The firm also sells shrimp, lobster and other seafood not found in the Great Lakes.
For smoking, the fish are soaked in a salt brine for at least 18 hours. They are then hung on racks and sent into one of three smokehouses fed by hickory, maple, oak and cherry wood for two or three hours.
After that, the fish are cooled for about an hour, put on ice and boxed, ready for delivery throughout the Midwest.
NewPort Shores restaurant in Port Washington serves Ewig’s smoked salmon as an appetizer, while Daily Baking Co. and Smith Bros. Coffee House use it for salmon spread.
Other fish are picked up by grocers like Pick ’n’ Save, Piggly Wiggly and Sendik’s.
Ewig estimates he sells about 100,000 pounds of salmon each year, by far the company’s best seller.
An important part of the business is shipping smoked fish during the holidays, a lucrative, if tiring, part of the job.

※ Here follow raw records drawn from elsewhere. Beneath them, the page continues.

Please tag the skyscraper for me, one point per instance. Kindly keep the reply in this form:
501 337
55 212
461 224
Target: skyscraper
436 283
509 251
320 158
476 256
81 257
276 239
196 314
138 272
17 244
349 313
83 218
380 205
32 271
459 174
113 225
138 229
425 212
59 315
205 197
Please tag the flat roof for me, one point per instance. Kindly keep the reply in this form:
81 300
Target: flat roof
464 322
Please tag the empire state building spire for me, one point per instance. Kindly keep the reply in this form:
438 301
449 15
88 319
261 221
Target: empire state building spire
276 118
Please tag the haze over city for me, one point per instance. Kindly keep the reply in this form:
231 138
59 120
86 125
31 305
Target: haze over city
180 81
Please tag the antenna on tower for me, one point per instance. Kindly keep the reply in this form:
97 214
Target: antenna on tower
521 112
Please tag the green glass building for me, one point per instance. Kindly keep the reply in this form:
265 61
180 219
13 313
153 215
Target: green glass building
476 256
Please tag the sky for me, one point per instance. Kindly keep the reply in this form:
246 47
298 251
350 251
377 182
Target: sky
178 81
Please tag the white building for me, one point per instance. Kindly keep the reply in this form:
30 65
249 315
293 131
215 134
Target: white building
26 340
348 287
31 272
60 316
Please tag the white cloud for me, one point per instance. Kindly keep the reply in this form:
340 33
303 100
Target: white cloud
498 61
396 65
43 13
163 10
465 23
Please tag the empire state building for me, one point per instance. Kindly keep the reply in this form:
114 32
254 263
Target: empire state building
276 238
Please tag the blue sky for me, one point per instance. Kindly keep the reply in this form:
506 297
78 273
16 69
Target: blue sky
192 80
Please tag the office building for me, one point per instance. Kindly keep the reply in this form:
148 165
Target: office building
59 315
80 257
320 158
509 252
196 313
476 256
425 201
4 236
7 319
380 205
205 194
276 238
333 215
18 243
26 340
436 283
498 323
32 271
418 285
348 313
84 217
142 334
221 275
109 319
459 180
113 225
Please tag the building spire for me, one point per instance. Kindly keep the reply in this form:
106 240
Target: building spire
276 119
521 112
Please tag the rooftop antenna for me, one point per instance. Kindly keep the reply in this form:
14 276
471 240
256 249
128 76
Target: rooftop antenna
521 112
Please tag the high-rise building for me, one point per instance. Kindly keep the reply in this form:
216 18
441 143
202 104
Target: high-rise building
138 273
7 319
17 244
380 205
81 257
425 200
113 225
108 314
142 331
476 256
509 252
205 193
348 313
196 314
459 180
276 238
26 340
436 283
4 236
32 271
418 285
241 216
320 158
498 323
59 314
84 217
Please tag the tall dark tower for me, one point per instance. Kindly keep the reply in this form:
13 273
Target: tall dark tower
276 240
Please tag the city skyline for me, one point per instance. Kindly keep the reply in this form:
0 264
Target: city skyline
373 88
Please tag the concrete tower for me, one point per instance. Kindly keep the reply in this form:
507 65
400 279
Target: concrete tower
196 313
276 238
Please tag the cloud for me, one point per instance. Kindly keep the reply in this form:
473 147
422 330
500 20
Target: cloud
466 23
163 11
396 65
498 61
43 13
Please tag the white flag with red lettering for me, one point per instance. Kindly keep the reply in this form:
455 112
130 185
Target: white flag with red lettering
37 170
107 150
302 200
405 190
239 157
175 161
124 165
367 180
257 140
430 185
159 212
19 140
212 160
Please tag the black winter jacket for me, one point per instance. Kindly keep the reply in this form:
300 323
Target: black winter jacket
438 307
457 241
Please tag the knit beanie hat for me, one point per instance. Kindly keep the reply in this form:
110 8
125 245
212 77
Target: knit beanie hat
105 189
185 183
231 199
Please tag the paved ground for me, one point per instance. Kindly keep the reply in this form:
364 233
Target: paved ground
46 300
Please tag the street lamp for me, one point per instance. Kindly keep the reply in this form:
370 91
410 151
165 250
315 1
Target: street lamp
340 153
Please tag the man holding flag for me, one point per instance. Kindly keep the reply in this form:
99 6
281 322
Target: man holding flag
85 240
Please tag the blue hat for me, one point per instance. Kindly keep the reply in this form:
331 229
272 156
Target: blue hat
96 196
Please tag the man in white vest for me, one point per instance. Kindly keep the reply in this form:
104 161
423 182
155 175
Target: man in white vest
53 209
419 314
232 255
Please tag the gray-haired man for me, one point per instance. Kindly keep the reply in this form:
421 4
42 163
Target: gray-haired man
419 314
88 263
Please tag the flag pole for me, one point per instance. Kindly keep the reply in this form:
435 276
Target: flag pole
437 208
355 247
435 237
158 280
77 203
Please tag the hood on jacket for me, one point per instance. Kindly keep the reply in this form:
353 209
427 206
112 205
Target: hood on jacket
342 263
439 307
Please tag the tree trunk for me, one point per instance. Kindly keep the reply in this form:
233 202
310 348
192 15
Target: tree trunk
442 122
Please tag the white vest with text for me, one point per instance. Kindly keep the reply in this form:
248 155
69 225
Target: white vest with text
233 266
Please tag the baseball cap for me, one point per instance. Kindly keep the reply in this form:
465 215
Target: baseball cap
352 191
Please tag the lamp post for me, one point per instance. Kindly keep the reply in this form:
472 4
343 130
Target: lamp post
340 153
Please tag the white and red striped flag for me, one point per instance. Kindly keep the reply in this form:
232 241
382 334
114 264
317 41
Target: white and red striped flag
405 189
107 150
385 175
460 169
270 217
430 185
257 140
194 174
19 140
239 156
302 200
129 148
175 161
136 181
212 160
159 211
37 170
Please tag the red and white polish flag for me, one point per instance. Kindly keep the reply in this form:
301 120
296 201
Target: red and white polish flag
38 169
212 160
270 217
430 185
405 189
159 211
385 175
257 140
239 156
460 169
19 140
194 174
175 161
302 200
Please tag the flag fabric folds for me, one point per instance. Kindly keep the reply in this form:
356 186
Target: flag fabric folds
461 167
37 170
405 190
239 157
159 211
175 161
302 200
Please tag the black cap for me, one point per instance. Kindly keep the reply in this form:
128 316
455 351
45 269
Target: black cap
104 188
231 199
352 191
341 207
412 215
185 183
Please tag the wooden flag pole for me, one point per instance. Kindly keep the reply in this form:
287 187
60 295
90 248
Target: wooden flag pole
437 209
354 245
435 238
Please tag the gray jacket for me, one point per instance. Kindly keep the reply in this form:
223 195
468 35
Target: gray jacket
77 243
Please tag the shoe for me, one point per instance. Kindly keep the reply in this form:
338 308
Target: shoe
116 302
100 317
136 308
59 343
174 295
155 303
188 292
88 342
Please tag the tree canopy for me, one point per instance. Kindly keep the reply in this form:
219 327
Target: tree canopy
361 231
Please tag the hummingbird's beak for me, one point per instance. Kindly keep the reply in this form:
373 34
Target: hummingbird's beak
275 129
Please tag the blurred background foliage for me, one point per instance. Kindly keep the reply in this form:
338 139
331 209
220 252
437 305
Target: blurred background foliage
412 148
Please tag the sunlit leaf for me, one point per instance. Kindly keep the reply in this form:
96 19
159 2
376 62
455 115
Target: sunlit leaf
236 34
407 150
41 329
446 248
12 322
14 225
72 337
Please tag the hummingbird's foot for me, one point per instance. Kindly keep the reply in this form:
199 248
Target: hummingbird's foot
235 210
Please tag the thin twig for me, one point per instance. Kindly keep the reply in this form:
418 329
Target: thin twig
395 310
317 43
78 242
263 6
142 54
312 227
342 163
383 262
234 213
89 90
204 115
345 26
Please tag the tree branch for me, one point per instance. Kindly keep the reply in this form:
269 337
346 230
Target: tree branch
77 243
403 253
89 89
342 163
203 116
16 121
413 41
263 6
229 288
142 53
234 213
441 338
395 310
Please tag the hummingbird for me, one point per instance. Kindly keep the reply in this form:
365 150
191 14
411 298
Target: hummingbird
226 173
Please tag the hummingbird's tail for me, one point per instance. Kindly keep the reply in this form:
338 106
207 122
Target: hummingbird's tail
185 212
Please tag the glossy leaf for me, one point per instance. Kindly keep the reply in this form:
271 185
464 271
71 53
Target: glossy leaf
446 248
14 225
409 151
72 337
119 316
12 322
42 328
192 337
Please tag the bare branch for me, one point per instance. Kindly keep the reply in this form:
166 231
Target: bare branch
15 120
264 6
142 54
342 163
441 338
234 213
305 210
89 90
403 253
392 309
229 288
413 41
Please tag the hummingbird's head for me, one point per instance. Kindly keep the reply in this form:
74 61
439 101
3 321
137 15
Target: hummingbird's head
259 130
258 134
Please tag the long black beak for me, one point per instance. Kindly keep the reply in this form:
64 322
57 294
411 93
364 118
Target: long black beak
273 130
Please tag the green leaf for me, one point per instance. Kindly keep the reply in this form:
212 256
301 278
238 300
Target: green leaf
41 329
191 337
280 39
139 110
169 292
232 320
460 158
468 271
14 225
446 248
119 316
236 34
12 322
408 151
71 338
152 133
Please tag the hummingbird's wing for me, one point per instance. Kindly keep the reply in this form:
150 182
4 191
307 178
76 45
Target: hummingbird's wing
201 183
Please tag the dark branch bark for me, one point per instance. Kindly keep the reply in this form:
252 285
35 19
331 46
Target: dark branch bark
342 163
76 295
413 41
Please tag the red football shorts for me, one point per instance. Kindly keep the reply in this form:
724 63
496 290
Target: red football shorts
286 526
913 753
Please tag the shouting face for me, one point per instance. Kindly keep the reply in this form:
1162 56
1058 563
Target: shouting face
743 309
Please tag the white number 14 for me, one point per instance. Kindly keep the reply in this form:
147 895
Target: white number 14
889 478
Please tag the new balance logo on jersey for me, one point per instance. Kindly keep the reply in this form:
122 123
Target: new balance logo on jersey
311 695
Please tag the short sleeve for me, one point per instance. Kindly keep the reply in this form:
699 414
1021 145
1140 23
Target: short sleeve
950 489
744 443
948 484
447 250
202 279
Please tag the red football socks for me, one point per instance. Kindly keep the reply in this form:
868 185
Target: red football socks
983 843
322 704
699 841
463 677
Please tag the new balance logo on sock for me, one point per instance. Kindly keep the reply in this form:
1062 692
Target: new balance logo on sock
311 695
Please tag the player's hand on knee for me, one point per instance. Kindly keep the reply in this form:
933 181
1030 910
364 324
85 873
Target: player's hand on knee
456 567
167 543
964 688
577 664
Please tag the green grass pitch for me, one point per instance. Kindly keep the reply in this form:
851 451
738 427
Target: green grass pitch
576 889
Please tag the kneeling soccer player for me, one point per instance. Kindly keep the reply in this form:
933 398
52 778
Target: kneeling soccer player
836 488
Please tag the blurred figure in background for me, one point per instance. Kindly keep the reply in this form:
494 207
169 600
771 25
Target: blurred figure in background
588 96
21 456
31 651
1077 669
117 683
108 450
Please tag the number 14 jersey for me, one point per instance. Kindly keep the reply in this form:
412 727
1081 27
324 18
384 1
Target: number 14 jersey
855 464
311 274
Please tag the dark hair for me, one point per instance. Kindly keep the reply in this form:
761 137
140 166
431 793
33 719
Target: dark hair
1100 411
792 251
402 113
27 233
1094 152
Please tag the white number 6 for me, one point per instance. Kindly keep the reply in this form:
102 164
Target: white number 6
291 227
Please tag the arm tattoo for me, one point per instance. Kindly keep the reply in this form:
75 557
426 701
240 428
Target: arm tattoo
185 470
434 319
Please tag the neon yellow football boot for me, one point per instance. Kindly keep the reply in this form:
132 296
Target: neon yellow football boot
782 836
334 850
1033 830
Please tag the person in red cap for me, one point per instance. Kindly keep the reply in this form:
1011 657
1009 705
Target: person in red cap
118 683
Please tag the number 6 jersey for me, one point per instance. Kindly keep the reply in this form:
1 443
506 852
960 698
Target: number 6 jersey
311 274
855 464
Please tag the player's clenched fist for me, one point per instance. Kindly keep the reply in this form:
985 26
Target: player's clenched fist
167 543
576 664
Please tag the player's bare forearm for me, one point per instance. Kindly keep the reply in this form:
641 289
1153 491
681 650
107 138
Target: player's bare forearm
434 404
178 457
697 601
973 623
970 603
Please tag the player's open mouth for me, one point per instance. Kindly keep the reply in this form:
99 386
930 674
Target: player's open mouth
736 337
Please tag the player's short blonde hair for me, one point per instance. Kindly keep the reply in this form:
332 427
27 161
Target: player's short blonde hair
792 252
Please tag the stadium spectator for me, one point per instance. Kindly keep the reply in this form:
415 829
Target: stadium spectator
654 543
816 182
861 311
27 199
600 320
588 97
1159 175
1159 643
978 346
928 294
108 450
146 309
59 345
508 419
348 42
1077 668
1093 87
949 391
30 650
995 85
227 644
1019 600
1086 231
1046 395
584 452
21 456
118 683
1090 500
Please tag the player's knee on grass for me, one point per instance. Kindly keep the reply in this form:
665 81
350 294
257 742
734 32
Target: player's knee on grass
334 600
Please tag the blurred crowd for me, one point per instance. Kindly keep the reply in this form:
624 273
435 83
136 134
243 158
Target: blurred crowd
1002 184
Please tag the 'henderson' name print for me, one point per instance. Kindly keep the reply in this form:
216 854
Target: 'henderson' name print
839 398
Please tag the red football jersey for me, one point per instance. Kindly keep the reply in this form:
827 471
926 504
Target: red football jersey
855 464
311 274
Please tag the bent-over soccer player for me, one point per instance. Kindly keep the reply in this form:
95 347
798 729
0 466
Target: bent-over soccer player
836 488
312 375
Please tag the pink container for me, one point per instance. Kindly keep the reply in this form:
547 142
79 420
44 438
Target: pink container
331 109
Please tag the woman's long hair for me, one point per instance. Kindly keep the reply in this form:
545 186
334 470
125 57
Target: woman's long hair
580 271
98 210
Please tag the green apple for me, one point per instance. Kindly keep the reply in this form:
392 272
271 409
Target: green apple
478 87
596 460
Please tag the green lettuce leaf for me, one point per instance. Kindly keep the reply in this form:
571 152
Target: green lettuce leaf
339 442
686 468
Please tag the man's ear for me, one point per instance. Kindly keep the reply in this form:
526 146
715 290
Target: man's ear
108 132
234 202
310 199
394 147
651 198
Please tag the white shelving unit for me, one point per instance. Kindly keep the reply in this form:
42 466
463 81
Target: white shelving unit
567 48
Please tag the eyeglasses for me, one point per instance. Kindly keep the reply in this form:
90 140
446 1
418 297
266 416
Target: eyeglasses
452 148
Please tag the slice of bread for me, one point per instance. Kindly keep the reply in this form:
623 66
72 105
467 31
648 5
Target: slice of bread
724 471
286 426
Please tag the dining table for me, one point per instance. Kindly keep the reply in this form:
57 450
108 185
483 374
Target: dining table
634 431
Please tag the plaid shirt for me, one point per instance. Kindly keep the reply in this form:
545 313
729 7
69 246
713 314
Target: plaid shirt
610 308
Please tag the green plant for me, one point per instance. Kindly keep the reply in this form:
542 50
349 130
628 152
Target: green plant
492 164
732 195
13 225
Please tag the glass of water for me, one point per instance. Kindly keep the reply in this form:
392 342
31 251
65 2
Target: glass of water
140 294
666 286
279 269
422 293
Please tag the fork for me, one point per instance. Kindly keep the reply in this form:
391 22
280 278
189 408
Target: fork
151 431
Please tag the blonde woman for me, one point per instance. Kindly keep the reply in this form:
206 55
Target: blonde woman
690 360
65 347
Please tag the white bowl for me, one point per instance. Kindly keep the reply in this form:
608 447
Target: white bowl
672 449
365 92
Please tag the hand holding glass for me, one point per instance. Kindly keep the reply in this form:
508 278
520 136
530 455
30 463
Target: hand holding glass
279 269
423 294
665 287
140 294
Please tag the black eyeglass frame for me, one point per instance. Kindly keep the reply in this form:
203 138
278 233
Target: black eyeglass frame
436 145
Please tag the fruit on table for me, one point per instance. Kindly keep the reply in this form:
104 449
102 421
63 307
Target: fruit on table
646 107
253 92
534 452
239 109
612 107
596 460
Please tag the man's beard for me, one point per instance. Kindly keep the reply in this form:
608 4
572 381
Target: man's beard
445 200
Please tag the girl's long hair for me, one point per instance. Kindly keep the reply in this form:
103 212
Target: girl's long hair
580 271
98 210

The company’s three employees typically work 12 hours days, seven days a week, for three weeks at the end of December to make sure shipments get out.
Ewig said spending more than half of his life at the company has yielded plenty of memories.
One of his favorites was working in the kitchen of the carry-out restaurant his father ran across the street in the 1970s.
“We would fry up hundreds of perch plates every Friday night,” Ewig said. “Working with the high school kids back then was a lot of fun.”
The restaurant eventually closed, losing out to fast-food chains like McDonald’s and Burger King.
While there have been some challenges — like the recession a few years ago and the disappearance of chubs — the company hasn’t changed much over its history.
“Smoking fish has really been about the same as long as I’ve been here,” Ewig said. “The biggest adjustment was the chubs, but we knew that would be a huge impact.”
Working in a family business sometimes means work is brought home, he said.
“We’ll talk about our days at the dinner table at night,” Ewig said. “The only real difference about having a family business is the work follows you home.”
Longtime businesses all have their regulars, but Ewig believes that’s what has helped his shop survive when the others went out of business.
“I’ve only been working here for 18 years, but seeing the regulars, knowing their names, that’s the aspect I enjoy the most,” Matt Ewig said. “The products we have will continue to go on, even if the fishing isn’t great in Lake Michigan anymore.”
Jeff Ewig agreed, saying people will always have a craving for smoked fish.
“I’ve been here a long time, but this place has always weathered whatever the economy could throw at the rest of the country,” he said. “People have always had money for smoked fish.”
A TRAY OF HERRING was held by owner Jeff Ewig of Ewig Bros. at the Port Washington fish market last week. Joining Ewig were (from left) son Matt, father Eugene and brother Mike. The company has been selling smoked fish out of its market for more than 100 years.